Back in the times before, once the Metro train stopped at Braddock Road station she was only a few minutes from home. She would always walk with her keys in her hands - not that Alexandria was dangerous, but more out of the knowledge that familiarity breeds complacency. Her office key, her two house keys and her car key made a nice tight pair of brass knuckles.

Now that she lived in Hawaii, she didn't own a car and her office door didn't even have a lock. She was denied that simple pleasure, that final metallic Clunk of her keys hitting the table and announcing to the house that she was home.

Instead, she placed her lone house key back in her purse and left her purse on the entryway table.

Sasha smelled the pungent odor of marijuana wafting into the house from outside. Her brother was probably on the hammock getting high again. She went to the kitchen and rummaged through the junk drawer for a flat-head screwdriver. She found the screw driver and went to the master bedroom where she kneeled down in front of a wall outlet. Sasha used the screwdriver to unscrew and remove the outlet. She reached inside and pulled out her engagement ring. She held the ring in her hand for a moment. She hoped that she would feel some kind of emotion, but after five years of war she had nothing left. Her husband was dead and this gold wasn't doing any good in a wall outlet. She put it on her finger one last time... nothing.

She pulled her wedding ring off her finger. She rose and went outside to see her brother.

Her brother lounged in the hammock. The joint had burned out and he was browsing Facebook on his phone.

"Hey," he said when he noticed her. "How's work? You know I made um... what do you call it? Food. It's in the oven."

"Thank you," Sasha said. She sat down on the hammock. "Can we talk?"

"What?" Her brother asked.

She pushed the gold ring into his hands.

"I need you to take Emily and go to the big island. I need you to go tomorrow and I need you to stay there. Whatever you do, the two of you can't come back to Oahu. At least not until after next week."

Her brother looked more confused than he normally did.

"Why?" He asked. "What's going on?"


ISI Headquarters, Islamabad, Pakistan

"That is a problem," Colonel Minhas said as he looked over the satellite photographs of the SOGS Maryland. "It looks like they took the tarps down."

Colonel Minhas looked across his desk at the intelligence analyst who had brought him the photographs. The analysis was a mousy man who had obviously gotten to this position by tradecraft instead of field work. The geeks were taking over the world.

"What's the range of those missiles from King's Bay?" Colonel Minhas asked.

"About 4000 nautical miles," The man answered. Enough to hit the American Hawaiian Islands, Anchorage, Toronto, and London."

"But not here," Colonel Minhas said. "Not Islamabad. Not Mecca."

"No," the man said. "But as I'm sure you could surmise, if the submarine were to be put to sea, they could exact revenge on us for supporting the Americans."

"I thought you said that they couldn't make it out of port?"

"Forgive me, sir, but the Americans never were forthcoming on the state of their nuclear arsenal.

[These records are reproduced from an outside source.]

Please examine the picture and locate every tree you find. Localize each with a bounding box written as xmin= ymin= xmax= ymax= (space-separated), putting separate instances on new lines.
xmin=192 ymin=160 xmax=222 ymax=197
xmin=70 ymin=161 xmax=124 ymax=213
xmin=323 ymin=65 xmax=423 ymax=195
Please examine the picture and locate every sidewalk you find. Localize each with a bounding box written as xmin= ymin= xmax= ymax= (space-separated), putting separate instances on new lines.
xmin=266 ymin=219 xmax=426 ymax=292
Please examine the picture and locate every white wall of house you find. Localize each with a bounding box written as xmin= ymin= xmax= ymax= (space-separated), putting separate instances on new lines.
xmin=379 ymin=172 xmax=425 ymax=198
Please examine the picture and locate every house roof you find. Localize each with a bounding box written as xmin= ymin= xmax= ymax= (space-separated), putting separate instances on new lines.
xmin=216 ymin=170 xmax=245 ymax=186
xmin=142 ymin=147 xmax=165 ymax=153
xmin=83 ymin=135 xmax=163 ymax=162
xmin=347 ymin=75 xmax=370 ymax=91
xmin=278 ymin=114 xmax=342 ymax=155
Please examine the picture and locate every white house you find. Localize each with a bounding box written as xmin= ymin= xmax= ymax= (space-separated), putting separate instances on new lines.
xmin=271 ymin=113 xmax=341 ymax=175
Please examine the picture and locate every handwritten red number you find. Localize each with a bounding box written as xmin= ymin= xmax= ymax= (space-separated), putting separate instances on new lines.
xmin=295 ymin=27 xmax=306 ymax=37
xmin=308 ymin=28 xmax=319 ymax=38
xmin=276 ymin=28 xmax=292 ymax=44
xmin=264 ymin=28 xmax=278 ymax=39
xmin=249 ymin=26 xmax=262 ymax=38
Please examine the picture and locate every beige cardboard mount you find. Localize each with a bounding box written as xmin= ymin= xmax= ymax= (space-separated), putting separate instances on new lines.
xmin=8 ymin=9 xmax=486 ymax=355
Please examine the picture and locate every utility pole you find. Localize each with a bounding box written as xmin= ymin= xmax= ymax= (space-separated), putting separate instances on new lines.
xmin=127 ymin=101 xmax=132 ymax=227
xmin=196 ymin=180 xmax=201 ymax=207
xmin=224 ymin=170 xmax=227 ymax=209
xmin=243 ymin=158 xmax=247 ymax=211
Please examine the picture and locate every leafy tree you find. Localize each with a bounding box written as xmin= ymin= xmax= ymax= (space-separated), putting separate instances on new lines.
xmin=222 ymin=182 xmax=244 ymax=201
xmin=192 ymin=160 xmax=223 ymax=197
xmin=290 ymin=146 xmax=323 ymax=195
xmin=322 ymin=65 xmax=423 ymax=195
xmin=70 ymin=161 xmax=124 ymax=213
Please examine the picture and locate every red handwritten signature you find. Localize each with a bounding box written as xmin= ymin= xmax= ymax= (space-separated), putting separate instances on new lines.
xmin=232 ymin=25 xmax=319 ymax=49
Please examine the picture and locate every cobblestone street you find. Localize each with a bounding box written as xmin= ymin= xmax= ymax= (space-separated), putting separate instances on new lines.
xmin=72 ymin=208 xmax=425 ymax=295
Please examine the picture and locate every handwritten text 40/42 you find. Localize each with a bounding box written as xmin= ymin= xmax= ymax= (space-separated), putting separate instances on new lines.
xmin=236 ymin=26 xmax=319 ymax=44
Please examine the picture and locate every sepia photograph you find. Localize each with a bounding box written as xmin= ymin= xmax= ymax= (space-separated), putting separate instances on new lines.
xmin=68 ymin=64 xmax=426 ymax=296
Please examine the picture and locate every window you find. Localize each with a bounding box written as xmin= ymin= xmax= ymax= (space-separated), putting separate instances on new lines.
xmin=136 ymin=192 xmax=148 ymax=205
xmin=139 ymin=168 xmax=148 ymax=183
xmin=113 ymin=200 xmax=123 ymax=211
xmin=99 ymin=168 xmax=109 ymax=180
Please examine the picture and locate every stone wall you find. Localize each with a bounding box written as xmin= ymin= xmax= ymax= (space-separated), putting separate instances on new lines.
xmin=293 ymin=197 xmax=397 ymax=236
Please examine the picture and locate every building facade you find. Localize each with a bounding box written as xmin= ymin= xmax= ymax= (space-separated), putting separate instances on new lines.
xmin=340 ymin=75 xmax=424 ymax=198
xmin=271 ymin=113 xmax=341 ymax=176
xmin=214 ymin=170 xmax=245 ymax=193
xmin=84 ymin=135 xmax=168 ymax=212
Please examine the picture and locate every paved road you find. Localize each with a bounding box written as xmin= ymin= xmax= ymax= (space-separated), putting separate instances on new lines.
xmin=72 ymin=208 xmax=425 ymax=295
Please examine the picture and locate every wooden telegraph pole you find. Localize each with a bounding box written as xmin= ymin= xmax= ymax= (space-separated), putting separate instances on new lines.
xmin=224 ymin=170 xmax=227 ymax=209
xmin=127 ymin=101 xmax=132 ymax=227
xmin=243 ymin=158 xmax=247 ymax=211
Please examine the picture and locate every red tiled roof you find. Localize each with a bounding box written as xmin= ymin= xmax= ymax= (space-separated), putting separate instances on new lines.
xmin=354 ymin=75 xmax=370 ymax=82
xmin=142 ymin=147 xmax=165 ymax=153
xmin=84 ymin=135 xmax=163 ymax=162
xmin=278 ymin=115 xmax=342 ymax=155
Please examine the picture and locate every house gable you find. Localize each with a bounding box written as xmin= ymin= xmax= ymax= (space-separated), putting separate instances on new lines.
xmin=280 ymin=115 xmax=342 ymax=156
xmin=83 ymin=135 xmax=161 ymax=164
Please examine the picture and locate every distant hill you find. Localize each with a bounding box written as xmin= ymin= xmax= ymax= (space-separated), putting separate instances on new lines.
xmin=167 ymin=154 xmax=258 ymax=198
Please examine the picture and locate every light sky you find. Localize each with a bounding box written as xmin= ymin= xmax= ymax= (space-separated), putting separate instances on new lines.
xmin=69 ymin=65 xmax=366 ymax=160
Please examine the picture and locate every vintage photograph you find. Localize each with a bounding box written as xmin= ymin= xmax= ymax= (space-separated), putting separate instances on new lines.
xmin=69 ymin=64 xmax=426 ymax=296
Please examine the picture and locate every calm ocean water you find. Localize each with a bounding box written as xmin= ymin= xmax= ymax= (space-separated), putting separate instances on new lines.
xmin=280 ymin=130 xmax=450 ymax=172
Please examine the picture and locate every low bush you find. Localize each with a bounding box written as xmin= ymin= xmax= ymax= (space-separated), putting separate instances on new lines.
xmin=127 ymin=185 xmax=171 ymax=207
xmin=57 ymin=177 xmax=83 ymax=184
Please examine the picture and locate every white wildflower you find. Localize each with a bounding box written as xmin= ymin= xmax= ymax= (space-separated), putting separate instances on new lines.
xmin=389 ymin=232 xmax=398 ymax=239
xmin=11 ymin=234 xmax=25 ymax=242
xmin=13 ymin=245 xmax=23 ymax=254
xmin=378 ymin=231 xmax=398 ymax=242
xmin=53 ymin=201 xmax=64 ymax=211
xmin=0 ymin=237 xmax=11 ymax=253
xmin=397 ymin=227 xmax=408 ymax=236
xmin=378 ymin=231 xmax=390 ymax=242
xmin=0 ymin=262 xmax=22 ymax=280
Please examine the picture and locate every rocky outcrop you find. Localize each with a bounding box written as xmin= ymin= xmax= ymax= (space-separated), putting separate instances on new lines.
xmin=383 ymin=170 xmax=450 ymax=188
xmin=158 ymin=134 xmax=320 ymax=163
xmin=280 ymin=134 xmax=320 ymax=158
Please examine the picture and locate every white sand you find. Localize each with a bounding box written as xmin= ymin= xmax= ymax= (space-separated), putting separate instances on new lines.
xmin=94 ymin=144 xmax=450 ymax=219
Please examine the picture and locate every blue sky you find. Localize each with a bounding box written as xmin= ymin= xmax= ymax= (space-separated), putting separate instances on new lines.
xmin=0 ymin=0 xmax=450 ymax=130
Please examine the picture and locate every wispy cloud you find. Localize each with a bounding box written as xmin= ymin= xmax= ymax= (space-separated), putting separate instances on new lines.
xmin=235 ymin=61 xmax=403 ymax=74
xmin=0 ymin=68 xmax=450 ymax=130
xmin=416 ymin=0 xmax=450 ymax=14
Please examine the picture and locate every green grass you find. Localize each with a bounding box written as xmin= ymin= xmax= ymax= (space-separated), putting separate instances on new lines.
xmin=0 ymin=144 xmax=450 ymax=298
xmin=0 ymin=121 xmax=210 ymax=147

They might not even know. That ship's been in Gilead's hands for five years, who knows if it works anymore? But if it does... once it submerges, we won't be able to kill it."

"So we need to destroy it," Colonel Minhas said. "And we need to do it before we undertake this joint operation the American's have been talking about. It will cost us. The airspace above that submarine is the most heavily defended in the world. We'll lose a lot of pilots."

The analyst sat back in his chair. He held up his hand and pointed his finger at the sky.

Colonel Minas shook his head.

"That cost us a quarter billion dollars."

"I didn't say we'd do it for free," the analysis said. "We're helping the Americans rob a bank. It's only fair that we get a cut."